One resident who wanted to remain in his unit asked the owners to reasonably accommodate his disability by renewing his Section 8 lease. They declined to do so. So the resident moved out at the end of the lease term and sued the owners, alleging disability discrimination in public accommodations. The court ruled for the owners, and the resident appealed.
Ruling: The appeals court upheld the lower court's ruling.
Reasoning: A property owner can decide to end participation in a Section 8 housing choice voucher program and, consequently, to stop leasing to a Section 8 resident, without violating disability rights, the court concluded.

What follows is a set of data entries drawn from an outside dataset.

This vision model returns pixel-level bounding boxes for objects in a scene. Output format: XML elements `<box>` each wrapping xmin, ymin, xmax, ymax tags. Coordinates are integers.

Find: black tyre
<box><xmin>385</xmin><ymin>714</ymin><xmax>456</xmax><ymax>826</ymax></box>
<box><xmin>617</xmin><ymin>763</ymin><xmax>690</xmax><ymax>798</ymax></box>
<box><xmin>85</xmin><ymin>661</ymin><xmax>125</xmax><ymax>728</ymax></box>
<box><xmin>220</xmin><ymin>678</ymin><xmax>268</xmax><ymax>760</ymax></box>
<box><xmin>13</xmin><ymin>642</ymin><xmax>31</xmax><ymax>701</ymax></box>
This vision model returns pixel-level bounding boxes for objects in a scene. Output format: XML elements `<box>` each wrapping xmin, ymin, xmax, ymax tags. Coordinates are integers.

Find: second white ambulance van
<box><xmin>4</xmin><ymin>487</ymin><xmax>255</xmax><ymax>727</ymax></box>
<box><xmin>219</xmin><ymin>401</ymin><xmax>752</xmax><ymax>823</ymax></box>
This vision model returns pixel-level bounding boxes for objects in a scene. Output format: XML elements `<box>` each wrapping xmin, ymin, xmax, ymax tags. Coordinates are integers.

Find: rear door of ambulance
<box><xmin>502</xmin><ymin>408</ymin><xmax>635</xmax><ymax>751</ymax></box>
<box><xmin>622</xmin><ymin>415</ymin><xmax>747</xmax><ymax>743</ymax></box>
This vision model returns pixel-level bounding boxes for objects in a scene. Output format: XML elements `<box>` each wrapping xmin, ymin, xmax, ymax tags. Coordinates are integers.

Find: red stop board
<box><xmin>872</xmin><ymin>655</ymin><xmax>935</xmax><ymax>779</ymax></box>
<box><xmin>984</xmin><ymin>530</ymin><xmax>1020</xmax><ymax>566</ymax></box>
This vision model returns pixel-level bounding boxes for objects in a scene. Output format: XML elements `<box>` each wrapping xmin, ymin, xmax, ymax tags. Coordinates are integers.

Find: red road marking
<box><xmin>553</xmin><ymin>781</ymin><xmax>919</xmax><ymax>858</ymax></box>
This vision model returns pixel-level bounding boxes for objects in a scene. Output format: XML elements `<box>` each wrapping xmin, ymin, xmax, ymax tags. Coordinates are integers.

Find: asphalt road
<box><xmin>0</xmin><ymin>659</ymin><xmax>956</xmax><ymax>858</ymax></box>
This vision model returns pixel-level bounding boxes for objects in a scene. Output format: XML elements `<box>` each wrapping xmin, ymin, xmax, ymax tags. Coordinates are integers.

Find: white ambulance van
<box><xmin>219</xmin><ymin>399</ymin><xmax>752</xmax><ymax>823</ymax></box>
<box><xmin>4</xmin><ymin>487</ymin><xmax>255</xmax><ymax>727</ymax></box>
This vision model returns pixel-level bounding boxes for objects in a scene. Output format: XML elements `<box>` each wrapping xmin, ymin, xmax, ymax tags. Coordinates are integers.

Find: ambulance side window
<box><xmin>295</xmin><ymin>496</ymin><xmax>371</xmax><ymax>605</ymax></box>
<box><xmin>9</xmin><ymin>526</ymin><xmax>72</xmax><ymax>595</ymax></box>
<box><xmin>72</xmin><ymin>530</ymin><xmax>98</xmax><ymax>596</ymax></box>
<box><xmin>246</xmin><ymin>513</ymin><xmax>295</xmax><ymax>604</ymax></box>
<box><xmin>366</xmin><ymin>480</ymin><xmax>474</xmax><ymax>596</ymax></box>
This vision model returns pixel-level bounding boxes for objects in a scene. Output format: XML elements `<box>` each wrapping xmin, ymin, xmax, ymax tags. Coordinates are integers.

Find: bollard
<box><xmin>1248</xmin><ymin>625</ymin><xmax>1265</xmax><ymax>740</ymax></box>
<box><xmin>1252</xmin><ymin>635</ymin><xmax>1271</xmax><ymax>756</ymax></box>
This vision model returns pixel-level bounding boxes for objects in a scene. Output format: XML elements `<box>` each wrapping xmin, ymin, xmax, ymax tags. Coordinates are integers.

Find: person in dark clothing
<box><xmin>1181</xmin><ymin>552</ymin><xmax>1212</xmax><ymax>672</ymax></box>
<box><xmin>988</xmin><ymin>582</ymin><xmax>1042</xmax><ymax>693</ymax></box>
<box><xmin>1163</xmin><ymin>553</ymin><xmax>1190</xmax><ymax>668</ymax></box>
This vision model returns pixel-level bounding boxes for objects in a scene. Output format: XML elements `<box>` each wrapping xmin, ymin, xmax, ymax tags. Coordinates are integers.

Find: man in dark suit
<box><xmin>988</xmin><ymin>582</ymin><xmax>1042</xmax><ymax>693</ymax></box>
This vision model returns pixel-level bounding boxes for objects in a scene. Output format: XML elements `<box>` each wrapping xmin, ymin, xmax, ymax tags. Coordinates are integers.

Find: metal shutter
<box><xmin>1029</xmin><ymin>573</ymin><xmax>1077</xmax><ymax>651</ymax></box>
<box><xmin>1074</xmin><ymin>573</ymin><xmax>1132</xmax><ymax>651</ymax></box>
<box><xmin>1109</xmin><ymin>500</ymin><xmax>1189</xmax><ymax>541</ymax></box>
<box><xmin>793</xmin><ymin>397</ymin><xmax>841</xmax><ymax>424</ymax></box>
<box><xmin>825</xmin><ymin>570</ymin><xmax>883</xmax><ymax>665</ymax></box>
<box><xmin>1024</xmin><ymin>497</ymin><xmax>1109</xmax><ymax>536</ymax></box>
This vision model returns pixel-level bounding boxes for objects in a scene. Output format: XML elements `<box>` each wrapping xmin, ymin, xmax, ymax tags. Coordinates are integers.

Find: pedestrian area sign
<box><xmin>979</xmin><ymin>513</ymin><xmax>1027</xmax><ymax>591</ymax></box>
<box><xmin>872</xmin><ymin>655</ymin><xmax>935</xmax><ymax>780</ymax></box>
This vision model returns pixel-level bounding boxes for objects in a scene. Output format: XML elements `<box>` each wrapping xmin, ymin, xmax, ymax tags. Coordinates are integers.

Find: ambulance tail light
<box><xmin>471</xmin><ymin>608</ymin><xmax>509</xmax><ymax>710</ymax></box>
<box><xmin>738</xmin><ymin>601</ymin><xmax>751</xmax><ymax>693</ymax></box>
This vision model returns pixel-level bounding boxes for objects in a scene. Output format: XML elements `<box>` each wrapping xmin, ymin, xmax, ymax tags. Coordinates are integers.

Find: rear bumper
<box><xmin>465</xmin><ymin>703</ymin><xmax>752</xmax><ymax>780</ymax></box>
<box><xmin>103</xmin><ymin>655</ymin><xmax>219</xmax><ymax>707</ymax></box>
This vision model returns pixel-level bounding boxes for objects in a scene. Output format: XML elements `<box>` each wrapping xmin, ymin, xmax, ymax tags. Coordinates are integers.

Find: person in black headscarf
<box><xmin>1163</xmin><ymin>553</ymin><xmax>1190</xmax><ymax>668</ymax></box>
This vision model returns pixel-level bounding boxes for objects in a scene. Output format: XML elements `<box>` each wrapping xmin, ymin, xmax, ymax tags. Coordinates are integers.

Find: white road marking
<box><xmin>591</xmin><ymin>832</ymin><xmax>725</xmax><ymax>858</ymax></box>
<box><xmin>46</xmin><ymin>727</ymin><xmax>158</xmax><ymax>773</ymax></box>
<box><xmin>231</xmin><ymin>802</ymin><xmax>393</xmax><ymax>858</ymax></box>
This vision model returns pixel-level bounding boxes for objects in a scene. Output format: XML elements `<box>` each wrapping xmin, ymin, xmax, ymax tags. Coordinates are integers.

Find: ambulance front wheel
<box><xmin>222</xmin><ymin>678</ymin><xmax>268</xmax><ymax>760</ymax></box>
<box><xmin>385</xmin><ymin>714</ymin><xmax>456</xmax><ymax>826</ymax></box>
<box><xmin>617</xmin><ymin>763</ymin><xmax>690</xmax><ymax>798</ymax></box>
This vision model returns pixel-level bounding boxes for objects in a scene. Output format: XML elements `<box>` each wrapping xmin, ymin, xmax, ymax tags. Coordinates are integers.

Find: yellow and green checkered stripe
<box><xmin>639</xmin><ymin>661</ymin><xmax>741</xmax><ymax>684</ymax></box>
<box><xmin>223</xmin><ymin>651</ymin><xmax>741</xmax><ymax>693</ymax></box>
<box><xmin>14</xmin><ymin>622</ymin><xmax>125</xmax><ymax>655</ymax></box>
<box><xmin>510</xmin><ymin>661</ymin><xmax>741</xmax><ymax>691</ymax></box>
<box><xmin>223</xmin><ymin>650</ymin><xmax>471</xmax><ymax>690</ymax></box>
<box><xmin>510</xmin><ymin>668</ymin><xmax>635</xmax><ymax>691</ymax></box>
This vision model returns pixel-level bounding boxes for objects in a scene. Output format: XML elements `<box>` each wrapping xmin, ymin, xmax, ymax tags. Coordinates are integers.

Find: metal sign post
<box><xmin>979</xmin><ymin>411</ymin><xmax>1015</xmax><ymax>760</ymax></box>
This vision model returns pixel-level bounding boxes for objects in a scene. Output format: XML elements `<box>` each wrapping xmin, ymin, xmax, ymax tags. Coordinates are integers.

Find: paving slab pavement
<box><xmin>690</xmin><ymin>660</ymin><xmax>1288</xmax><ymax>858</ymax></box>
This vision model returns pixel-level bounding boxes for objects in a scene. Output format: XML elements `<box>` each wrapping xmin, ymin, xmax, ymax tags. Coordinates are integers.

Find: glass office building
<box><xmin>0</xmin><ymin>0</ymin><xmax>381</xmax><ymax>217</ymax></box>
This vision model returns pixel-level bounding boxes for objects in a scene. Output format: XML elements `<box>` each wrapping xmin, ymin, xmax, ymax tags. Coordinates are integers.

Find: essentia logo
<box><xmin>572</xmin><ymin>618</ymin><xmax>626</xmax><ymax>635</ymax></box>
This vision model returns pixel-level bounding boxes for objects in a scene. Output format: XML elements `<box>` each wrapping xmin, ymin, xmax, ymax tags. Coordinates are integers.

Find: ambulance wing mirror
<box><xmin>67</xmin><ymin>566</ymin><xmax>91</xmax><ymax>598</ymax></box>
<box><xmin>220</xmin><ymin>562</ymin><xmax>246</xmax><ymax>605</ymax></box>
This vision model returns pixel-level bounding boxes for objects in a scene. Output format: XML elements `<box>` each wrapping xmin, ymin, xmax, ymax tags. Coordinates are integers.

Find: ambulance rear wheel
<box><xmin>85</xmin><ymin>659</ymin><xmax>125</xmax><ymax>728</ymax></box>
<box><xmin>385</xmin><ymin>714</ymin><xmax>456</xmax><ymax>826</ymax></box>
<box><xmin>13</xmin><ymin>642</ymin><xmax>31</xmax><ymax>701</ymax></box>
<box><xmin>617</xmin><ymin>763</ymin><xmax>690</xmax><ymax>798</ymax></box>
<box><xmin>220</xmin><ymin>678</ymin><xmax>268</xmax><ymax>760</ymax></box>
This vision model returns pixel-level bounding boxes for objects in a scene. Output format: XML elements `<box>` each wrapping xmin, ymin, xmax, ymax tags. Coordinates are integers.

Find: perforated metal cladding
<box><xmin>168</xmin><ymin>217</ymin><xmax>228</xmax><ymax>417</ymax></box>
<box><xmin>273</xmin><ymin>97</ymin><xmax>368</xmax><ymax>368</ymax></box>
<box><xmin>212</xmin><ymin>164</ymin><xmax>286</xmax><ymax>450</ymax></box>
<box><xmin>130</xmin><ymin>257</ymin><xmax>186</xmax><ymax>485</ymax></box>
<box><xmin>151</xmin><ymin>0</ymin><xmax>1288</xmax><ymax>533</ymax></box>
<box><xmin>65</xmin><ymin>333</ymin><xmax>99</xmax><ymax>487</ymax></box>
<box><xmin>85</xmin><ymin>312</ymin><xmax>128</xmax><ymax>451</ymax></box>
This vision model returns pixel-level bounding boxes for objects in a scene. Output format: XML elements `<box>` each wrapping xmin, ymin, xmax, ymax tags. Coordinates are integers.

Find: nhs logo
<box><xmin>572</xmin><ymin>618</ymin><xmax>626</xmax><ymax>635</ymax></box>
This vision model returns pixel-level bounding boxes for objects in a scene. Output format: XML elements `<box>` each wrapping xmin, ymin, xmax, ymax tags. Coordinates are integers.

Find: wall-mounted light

Minnesota law does not require property owners to participate in the Section 8 program, the court noted. And, the court explained, all that's required on the part of property owners to terminate participation in project-based rental housing is a one-year notice of their intent to exercise their option to terminate or not renew a federal Section 8 contract and mortgage or to terminate a housing subsidy program.
The court, therefore, concluded that, consistent with federal regulations, Minnesota law does not require property owners in Minnesota to participate in Section 8 programs, and that refusal to participate in a voluntary program for a legitimate business reason does not constitute discrimination under state law.